Un film réalisé par des ours, supplément nanar et cocaïne !

Cocaïne Bear est très certainement l’une des sorties les plus étonnantes et loufoques de ce début d’année 2023. Réalisé par Elizabeth Banks, comédienne avant-tout mais également réalisatrice à de rares occasions, on lui doit notamment la suite - passable mais correcte - de Pitch Perfect (Jason Moore, 2013), à savoir Pitch Perfect 2 (2015) ou encore sa participation au nauséabond My movie project (2013). La réalisatrice s’est enfin illustrée dans l’infâme reboot de Charlie et ses drôles de dames (2019).

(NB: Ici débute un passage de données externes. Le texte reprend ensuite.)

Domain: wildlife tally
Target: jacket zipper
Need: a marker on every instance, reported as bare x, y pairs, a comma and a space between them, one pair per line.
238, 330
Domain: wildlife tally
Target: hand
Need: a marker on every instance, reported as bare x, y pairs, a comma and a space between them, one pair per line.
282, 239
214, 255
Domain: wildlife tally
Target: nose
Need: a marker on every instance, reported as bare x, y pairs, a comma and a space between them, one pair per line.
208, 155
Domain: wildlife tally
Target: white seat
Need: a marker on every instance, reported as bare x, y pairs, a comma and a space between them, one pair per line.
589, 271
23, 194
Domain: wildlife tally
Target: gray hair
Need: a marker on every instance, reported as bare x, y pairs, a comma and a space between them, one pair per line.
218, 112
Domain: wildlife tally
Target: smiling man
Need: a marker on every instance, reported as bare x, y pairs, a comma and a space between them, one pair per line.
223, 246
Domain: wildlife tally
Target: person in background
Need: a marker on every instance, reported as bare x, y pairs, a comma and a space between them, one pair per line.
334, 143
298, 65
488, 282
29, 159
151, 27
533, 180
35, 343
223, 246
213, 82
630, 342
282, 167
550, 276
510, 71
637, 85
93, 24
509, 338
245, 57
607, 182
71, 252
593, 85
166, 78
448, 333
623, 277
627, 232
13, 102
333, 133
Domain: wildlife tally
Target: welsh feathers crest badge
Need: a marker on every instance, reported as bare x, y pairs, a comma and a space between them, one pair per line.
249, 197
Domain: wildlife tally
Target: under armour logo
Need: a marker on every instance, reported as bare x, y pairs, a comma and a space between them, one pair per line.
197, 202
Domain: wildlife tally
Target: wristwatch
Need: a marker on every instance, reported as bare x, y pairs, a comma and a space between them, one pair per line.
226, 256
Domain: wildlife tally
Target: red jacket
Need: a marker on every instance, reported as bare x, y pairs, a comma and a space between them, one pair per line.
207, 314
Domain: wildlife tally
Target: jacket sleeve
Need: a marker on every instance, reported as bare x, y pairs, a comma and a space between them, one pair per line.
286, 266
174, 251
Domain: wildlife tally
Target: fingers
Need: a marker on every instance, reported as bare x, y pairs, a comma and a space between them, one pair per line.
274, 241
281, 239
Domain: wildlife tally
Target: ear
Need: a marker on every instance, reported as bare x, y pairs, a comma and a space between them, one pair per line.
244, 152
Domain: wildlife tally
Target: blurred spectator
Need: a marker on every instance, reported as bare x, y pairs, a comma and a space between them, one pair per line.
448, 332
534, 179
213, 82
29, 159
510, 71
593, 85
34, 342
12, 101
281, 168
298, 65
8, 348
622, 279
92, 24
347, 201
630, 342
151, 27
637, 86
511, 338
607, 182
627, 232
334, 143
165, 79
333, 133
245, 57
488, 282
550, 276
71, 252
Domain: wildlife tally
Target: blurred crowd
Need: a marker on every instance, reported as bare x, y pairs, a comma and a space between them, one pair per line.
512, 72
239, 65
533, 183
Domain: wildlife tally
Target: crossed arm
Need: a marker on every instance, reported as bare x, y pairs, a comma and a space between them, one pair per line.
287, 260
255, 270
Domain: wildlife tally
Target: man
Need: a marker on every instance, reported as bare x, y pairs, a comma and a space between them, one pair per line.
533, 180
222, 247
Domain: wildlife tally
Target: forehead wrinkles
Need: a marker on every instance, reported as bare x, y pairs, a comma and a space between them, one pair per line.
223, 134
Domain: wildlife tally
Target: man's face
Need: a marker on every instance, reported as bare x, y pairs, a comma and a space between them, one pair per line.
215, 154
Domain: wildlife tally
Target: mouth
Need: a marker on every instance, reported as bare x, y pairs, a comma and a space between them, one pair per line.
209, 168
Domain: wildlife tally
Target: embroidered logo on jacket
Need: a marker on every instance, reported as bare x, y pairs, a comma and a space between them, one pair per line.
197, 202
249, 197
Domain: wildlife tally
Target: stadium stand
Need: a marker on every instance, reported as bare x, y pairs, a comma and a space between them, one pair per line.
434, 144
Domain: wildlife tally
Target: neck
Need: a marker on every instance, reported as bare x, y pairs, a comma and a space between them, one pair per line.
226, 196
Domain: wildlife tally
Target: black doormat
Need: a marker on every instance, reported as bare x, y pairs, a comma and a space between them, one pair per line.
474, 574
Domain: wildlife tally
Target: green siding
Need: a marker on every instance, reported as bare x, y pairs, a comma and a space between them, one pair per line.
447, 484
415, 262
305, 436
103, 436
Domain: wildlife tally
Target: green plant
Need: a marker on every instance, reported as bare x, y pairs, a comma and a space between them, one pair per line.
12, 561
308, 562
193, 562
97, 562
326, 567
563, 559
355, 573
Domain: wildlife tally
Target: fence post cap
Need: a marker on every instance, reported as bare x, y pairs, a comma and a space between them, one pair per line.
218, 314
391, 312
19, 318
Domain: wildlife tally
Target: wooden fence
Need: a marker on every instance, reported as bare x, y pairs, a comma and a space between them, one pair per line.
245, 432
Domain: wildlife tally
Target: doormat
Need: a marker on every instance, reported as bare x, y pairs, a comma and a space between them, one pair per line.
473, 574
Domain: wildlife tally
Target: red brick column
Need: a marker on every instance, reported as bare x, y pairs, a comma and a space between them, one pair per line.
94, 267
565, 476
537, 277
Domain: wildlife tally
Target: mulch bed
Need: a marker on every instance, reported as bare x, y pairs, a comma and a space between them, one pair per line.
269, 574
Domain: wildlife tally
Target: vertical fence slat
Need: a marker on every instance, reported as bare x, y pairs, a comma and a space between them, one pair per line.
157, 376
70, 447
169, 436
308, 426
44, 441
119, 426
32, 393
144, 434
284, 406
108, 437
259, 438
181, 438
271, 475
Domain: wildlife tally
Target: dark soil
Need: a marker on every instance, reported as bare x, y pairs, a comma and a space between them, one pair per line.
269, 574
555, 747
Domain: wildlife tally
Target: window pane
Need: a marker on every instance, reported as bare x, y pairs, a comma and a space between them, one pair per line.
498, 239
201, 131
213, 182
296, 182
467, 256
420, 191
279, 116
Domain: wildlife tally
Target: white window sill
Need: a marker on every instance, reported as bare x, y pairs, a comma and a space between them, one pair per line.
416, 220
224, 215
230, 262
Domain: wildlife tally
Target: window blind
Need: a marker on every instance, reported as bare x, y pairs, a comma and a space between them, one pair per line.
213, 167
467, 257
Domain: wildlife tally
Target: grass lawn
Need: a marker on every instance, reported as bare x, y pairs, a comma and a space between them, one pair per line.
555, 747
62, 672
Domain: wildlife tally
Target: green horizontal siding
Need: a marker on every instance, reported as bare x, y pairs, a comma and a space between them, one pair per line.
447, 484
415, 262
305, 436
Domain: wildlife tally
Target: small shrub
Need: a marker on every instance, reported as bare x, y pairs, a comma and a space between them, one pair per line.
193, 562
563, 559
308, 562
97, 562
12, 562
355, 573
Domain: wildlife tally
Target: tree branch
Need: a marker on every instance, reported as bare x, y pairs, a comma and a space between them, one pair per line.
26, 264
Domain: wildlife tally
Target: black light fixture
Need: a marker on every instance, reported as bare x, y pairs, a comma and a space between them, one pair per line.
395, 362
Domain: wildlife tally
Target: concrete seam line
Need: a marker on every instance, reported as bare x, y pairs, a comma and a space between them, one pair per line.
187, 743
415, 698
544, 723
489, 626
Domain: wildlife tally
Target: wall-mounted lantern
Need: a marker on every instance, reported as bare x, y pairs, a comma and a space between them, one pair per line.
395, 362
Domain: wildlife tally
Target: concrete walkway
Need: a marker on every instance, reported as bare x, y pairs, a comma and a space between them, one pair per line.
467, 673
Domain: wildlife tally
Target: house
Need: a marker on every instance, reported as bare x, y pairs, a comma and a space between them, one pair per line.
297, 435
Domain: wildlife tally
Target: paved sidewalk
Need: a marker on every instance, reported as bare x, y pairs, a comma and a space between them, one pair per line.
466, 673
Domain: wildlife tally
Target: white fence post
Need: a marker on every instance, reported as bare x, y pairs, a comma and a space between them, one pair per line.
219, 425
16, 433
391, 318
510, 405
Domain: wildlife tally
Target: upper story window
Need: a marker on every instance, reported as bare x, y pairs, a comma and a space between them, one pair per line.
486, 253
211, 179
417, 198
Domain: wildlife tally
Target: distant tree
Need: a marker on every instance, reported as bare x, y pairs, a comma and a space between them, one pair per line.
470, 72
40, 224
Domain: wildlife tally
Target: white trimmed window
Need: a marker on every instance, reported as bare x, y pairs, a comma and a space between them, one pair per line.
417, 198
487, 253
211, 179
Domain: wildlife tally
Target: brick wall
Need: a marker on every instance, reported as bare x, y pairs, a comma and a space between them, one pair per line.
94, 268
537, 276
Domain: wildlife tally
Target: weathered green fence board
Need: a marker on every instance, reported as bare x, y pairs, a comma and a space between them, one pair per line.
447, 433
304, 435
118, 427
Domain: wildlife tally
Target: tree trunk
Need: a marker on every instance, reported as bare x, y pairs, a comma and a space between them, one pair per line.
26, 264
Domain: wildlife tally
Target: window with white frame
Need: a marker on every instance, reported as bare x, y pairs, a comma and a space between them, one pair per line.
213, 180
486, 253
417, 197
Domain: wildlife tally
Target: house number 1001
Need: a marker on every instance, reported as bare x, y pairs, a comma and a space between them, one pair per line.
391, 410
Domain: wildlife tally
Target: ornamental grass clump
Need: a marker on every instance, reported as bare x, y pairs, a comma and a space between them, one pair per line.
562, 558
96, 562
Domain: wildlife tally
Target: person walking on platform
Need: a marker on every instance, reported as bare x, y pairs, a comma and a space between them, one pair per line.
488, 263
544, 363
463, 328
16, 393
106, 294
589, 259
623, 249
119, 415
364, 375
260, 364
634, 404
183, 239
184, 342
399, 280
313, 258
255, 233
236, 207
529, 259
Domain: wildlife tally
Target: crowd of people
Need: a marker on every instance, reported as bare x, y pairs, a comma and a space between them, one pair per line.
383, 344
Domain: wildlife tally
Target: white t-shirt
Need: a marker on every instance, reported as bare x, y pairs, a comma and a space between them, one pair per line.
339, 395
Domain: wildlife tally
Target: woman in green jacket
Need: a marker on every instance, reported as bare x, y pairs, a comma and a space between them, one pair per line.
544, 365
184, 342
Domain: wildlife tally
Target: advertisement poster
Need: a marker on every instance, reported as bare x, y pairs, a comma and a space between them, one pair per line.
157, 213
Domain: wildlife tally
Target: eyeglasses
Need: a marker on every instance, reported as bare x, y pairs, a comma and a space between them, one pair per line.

Des faits d'armes peu reluisants où le moyen côtoie le pathétique... mais qu’en est-il de cette dernière réalisation ?


Soyons honnêtes, le pitch du film - inspiré par un fait divers - a tout pour faire rêver : une cargaison de cocaïne perdue au beau milieu de la forêt géorgienne (U.S.A) est dévorée (en partie) par une ourse qui finira par décéder d’une overdose. Le film se targue bien de son appellation « inspiré de faits réels » et le terme « inspiré » n’a jamais trouvé autant de sens que dans Cocaïne Bear. En effet, si le long-métrage possède toutes les clefs afin de nous livrer une comédie horrifique et loufoque digne de ce nom, dans les faits … Nous en sommes loin.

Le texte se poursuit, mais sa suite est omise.